Associated Press Dispatches:
© International Herald Tribune, July 21, 2001
 

 
                                              Day One: City Center Becomes War Zone

                                   GENOA The death of an anti-G-8 protester here on Friday, the
                                   first fatality since the big anti-globalization protests began in Seattle
                                   19 months ago, touched off fresh rage on the streets of this Italian
                                   port city.

                                   The death occurred during a wild daylong melee, with
                                   demonstrators who were trying to disrupt a meeting of the world's
                                   richest nations hurling firebombs and stones at riot police, who
                                   fired water cannon and tear gas to drive them back from the site of
                                   the summit meeting.

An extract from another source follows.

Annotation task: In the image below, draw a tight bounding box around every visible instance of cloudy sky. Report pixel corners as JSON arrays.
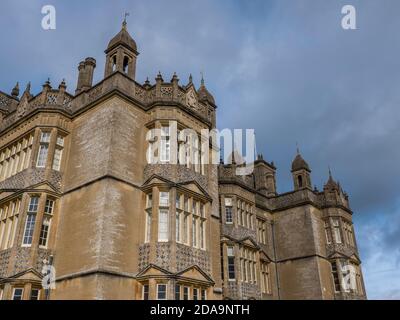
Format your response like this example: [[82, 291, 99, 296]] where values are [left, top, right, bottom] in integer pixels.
[[1, 0, 399, 299]]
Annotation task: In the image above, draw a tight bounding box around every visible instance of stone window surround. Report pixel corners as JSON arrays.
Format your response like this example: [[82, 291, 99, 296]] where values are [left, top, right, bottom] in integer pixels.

                                   Emergency services said more than 100 people had been injured
                                   in several hours of clashes as thousands of protesters converged
                                   on the heavily guarded city center.

                                   As clashes continued, hundreds of protesters jeered police and
                                   battered a police van escorting the ambulance carrying away the
                                   corpse of the young man who was killed, apparently in a clash
                                   with the police.

                                   The angry crowd had gathered as the body lay in a pool of blood
                                   under a white sheet for more than an hour as coroners made an
                                   initial inquiry.

                                   The crowd vented its rage at a 200-strong detachment of
                                   carabinieri. As the body was lifted into the ambulance, there was a
                                   brief round of commemorative applause and then the clashes
                                   resumed.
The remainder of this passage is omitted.